How to Fool Yeast
It can’t be that hard, can it? I mean, they’re unicellular organisms. What’s funny to me is how few people have ever thought to do it until recently. One of the results is pain à l’ancienne, though as I said a couple of days ago, Peter Reinhart has since expanded on the technique to create an entire book of recipes based on this sort of retarded (and I mean that in the best possible sense of the word) fermentation.

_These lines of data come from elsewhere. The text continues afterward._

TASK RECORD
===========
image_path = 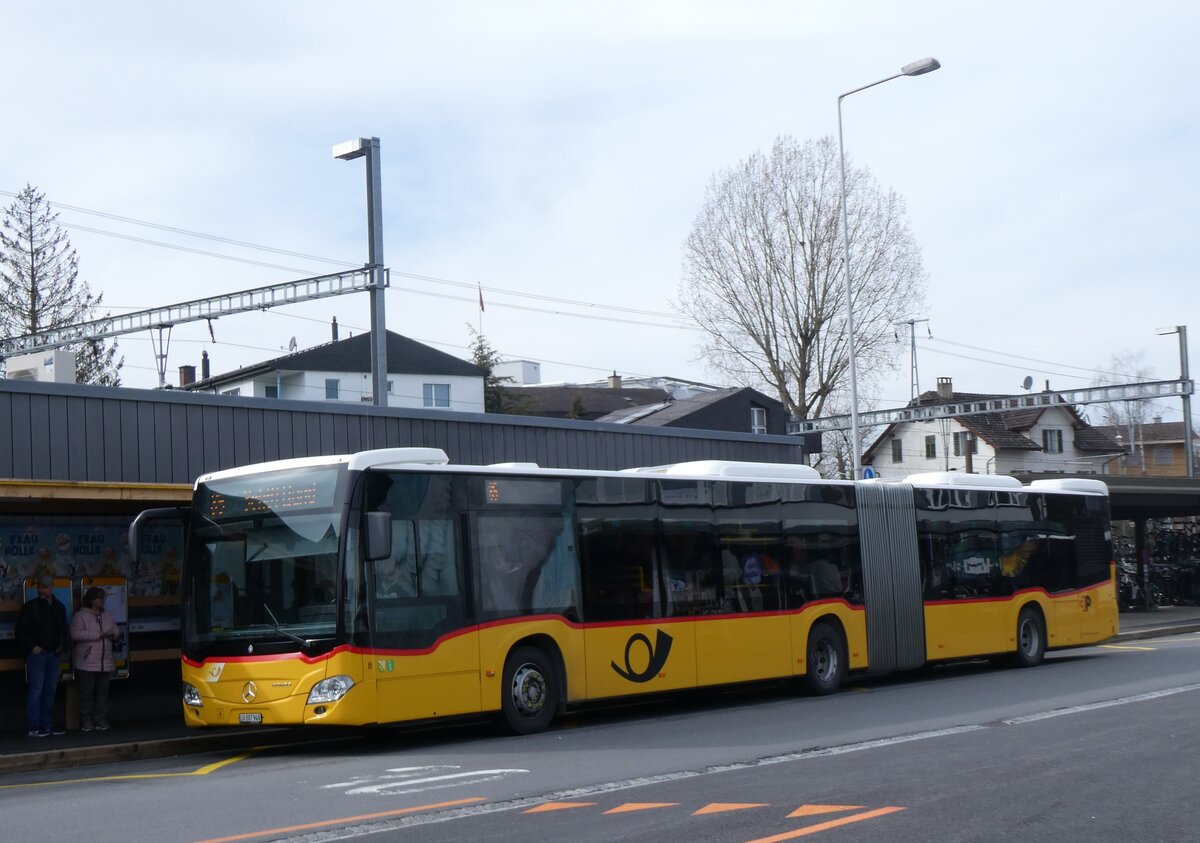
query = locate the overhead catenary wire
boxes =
[0,190,676,318]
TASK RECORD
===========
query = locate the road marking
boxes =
[521,802,596,814]
[320,765,529,796]
[605,802,679,814]
[276,725,988,843]
[691,802,770,817]
[787,805,865,819]
[1001,683,1200,725]
[0,747,258,790]
[199,796,484,843]
[746,806,904,843]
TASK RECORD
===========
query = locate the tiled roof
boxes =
[596,387,740,426]
[187,331,485,389]
[864,390,1118,459]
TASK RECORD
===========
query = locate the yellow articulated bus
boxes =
[130,448,1117,734]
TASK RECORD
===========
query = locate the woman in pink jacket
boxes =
[71,587,116,731]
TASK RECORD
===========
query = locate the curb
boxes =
[1116,621,1200,641]
[0,728,329,775]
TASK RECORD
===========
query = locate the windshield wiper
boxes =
[263,603,312,648]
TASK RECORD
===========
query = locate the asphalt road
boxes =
[0,634,1200,843]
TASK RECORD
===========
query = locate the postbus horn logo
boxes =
[612,629,674,682]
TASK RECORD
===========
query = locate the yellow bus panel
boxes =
[583,618,696,699]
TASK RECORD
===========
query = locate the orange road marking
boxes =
[192,796,484,843]
[521,802,596,814]
[746,807,904,843]
[605,802,679,814]
[787,805,864,819]
[691,802,770,817]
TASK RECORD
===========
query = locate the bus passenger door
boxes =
[367,472,480,723]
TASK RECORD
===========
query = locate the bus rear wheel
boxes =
[1013,608,1046,668]
[804,621,850,696]
[502,647,560,735]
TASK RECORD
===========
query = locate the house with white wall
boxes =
[180,331,485,413]
[863,378,1122,479]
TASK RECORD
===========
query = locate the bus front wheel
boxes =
[804,621,850,696]
[1013,608,1046,668]
[502,647,559,735]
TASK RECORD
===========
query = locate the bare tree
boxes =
[1092,349,1154,460]
[679,137,926,429]
[0,185,125,387]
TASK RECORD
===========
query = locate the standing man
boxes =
[17,574,70,737]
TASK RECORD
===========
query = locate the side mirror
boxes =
[364,513,391,562]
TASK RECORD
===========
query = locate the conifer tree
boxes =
[0,185,125,387]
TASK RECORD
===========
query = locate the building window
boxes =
[954,430,979,456]
[750,407,767,434]
[421,383,450,407]
[1042,428,1062,454]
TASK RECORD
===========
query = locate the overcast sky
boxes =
[0,0,1200,415]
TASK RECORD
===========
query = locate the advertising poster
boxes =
[79,576,130,678]
[0,522,182,602]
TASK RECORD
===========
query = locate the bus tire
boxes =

The principle is as simple as it is ingenious. A dough is prepared using ice water, then immediately put into the refrigerator for an overnight rest. What’s the upshot of this? Those who read me regularly know that a little water is all it takes to activate naturally-occurring enzymes present in flour. As soon as they’re moistened, they go right to work chopping the flour’s long, stringy starch molecules down into simple sugars. Normally, these sugars would be mostly consumed by waiting yeast. However in the case of pain à l’ancienne, those yeast are asleep, put into stasis by the refrigerator’s 40-degree temperature. Since enzymes have no problem with that sort of chill, they go right on working…all night.
The result is a dough with an unusually high proportion of sugar in it. Since the yeasts have been asleep all night, they haven’t been able to consume any of it. That changes when they dough is taken out of the fridge and starts to warm, at which point a massive yeast pig-out gets underway. Three hours later the dough still has a very high proportion of sugar left in it, though it’s risen enough to shape and bake. And is it ever good. The extra sugars give it a very light, nutty-tasting crumb. And then there’s that lovely golden brown crust, created by lots and lots of caramelization.
All in all a startlingly good bread, as well as another demonstration of the many advantages that come with a central nervous system.